The Conventional Balance of Terror

Andrew S. Lim and James D. Fearon

In 1959, the American political scientist Albert Wohlstetter argued in these pages that the United States did not possess a sufficient second-strike capability to provide stable nuclear deterrence against the Soviet Union. A year later, the economist and strategist Thomas Schelling offered what has become the seminal definition of strategic nuclear stability. “It is not the ‘balance’—the sheer equality or symmetry in the situation—that constitutes mutual deterrence,” he wrote in The Strategy of Conflict. “It is the stability of the balance.” Schelling concluded that two nuclear powers can achieve a stable balance only “when neither, in striking first, can destroy the other’s ability to strike back.” This insight became a pillar of U.S. nuclear strategy, which is premised on the principle that large portions of the nuclear force must be able to survive and retaliate against any first strike by an adversary.
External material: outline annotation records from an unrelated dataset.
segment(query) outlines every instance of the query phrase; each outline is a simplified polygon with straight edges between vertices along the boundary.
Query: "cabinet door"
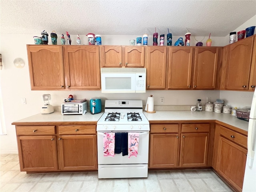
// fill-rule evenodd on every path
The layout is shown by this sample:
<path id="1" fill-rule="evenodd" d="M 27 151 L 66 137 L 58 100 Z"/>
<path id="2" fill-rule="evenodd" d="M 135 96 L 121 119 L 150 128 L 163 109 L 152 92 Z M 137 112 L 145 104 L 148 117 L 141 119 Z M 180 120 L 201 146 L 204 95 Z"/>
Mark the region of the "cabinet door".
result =
<path id="1" fill-rule="evenodd" d="M 218 54 L 218 47 L 195 48 L 193 89 L 215 88 Z"/>
<path id="2" fill-rule="evenodd" d="M 226 89 L 248 89 L 253 37 L 228 46 Z"/>
<path id="3" fill-rule="evenodd" d="M 168 89 L 190 89 L 193 48 L 171 47 L 169 51 Z"/>
<path id="4" fill-rule="evenodd" d="M 102 49 L 102 67 L 122 67 L 122 46 L 103 45 Z"/>
<path id="5" fill-rule="evenodd" d="M 217 171 L 238 191 L 242 191 L 247 150 L 222 137 L 219 139 Z"/>
<path id="6" fill-rule="evenodd" d="M 69 89 L 100 90 L 99 48 L 64 46 L 66 83 Z"/>
<path id="7" fill-rule="evenodd" d="M 182 134 L 181 137 L 180 166 L 206 166 L 209 134 Z"/>
<path id="8" fill-rule="evenodd" d="M 144 67 L 144 50 L 143 46 L 124 47 L 125 67 Z"/>
<path id="9" fill-rule="evenodd" d="M 20 136 L 17 138 L 21 171 L 58 170 L 55 136 Z"/>
<path id="10" fill-rule="evenodd" d="M 249 84 L 249 90 L 254 90 L 256 87 L 256 38 L 254 38 L 253 43 L 253 52 L 252 57 L 251 72 L 250 75 Z"/>
<path id="11" fill-rule="evenodd" d="M 166 47 L 148 46 L 147 48 L 147 89 L 164 89 Z"/>
<path id="12" fill-rule="evenodd" d="M 64 89 L 62 48 L 27 45 L 31 90 Z"/>
<path id="13" fill-rule="evenodd" d="M 149 168 L 177 166 L 178 134 L 151 134 Z"/>
<path id="14" fill-rule="evenodd" d="M 96 170 L 96 135 L 60 136 L 62 170 Z"/>

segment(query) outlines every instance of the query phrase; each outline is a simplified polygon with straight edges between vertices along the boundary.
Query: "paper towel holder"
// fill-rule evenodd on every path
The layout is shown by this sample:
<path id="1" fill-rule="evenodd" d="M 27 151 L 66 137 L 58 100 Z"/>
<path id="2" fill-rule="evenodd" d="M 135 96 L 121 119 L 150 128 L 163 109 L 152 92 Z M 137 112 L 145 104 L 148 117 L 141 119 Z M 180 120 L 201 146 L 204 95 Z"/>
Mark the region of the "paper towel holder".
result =
<path id="1" fill-rule="evenodd" d="M 150 97 L 153 97 L 153 96 L 152 95 L 150 95 Z M 147 112 L 147 113 L 155 113 L 156 112 L 156 111 L 148 111 L 147 110 L 148 109 L 148 104 L 146 104 L 146 105 L 147 105 L 147 110 L 146 110 L 145 111 Z"/>

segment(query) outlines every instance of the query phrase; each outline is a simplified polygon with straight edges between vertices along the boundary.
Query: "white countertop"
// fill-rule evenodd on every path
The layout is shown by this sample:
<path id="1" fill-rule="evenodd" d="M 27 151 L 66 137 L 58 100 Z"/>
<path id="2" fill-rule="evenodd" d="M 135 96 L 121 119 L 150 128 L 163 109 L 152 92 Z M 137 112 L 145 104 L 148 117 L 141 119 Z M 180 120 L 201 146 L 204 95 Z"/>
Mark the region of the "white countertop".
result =
<path id="1" fill-rule="evenodd" d="M 84 115 L 62 115 L 59 111 L 47 114 L 37 114 L 21 119 L 12 123 L 24 122 L 97 122 L 100 118 L 104 112 L 92 115 L 87 112 Z"/>
<path id="2" fill-rule="evenodd" d="M 217 120 L 248 131 L 248 122 L 237 118 L 231 114 L 217 113 L 205 111 L 157 111 L 155 113 L 143 113 L 150 121 Z"/>
<path id="3" fill-rule="evenodd" d="M 37 114 L 12 123 L 32 122 L 97 122 L 100 118 L 104 112 L 92 115 L 87 112 L 85 115 L 62 115 L 60 112 L 54 112 L 48 114 Z M 217 120 L 246 131 L 248 131 L 248 122 L 238 119 L 230 114 L 217 113 L 205 111 L 157 111 L 155 113 L 143 113 L 148 120 L 150 121 L 182 121 Z"/>

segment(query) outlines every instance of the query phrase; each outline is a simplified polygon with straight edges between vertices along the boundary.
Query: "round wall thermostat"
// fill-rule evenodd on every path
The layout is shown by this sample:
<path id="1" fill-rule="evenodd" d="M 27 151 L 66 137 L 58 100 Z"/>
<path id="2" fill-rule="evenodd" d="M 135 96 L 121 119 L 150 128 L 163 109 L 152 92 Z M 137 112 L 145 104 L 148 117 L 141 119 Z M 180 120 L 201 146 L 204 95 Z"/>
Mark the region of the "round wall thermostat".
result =
<path id="1" fill-rule="evenodd" d="M 25 65 L 25 62 L 21 58 L 16 58 L 13 61 L 13 64 L 17 68 L 23 68 Z"/>

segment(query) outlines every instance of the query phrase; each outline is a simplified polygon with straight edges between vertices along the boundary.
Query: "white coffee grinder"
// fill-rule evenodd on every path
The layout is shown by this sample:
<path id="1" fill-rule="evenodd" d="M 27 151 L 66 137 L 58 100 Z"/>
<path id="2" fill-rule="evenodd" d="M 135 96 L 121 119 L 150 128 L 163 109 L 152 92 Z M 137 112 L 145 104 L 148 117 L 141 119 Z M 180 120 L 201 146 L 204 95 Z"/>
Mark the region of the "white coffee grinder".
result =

Today, the United States faces a parallel strategic challenge with its conventional forces in the western Pacific. Since the early years of this century, China has vastly expanded the quantity and quality of its conventional missile arsenal, especially precision-guided ballistic missiles, which it could use in a first strike to inflict grave damage on conventional U.S. forces in the region. To counter this growing threat, strategists in Washington have begun to consider the United States’ options for a preemptive conventional attack against China’s conventional forces, a strategy that appears dangerously reminiscent of the U.S. Cold War doctrines that Wohlstetter and Schelling argued increased first-strike incentives. For example, in February 2024, in response to questions from the Senate Committee on Armed Services, U.S. Navy Admiral Samuel Paparo, President Joe Biden’s nominee to head the U.S. Indo-Pacific Command, stated that preventing China from using its conventional missile arsenal against U.S. forces was his highest priority. As he put it, the United States needs to be able to “blind” Chinese forces—in broad terms, to disable Beijing’s burgeoning conventional precision-strike capabilities before they can inflict significant damage on U.S. forces.